We have invested too much time and energy in such cases, have organized and prepared a lot so that everything goes well for the child. When we arrived on the day as arranged in order to collect the mother and child for the operation they were already long gone.

More and more men from the slums work in Malaysia or the Emirates, but the families hope often in vain for the money which they earn there as slaves. Many of them apply for jobs at bad job agencies which spring up everywhere and promise work against a down-payment of money and then disappear again overnight with enormous sums of money. Qatar, due to the Football World Cup in 2022, has become a particular destination for the poor. For Nepal a change of location for these games would be a real economical catastrophe.
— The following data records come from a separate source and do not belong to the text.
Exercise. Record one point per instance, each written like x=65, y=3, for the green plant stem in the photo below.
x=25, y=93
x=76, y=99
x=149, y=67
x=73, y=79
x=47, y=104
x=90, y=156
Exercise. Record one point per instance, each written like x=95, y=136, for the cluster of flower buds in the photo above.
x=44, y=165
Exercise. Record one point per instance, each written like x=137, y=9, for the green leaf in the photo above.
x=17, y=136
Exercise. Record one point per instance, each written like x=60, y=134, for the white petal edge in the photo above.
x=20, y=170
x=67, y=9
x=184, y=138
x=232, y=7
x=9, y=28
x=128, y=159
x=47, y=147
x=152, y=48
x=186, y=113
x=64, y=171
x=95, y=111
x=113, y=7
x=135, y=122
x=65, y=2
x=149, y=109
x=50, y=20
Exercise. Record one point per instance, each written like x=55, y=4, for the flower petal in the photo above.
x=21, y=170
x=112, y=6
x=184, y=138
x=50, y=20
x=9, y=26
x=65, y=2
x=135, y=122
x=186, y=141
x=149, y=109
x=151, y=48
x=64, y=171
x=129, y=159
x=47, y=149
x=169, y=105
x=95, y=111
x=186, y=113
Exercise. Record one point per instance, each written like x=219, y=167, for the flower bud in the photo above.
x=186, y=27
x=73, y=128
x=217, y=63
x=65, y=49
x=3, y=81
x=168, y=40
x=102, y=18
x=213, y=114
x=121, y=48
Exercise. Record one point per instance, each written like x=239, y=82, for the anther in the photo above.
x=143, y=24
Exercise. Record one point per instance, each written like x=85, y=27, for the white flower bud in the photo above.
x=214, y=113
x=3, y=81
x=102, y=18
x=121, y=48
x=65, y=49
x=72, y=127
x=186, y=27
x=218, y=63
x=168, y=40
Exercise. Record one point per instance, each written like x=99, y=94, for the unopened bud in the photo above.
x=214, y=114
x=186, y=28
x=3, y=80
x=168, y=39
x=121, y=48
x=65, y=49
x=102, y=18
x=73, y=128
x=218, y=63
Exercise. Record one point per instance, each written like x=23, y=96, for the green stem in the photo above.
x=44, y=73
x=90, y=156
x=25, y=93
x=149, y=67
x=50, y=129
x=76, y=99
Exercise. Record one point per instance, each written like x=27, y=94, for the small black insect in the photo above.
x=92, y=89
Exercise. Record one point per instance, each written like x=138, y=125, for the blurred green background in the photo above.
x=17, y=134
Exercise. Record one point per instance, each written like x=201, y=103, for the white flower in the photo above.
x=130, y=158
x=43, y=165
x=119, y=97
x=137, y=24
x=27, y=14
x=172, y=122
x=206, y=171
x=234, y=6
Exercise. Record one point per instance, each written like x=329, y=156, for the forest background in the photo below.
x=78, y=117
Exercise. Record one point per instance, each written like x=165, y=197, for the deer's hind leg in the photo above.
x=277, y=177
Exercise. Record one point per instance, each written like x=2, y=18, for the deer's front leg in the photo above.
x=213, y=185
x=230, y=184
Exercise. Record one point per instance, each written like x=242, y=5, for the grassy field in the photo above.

The men who stand in long queues at Kathmandu airport waiting for their flight with Qatar Airways or Air Arabia know in the meantime what sort of life awaits them. And nevertheless they want to leave because at home there is only hardship and without work they are no longer respected.

At least their wives then no longer have to worry any more about getting pregnant again. When we spoke to them about family planning and suggested various methods it came out that the men strictly refuse to use condoms and are not even interested in better hygiene. Medication against infections was distributed and the idea evolved to start up a Women's Club in which women should commit themselves to refuse to sleep with their unclean men. In the meantime we smile skeptically about such decisions. We continue our work unperturbed and at least the hundreds of children who we look after profit from it.

Many thanks to all of you for your loyal support. Until next December with new [and old] from Kathmandu!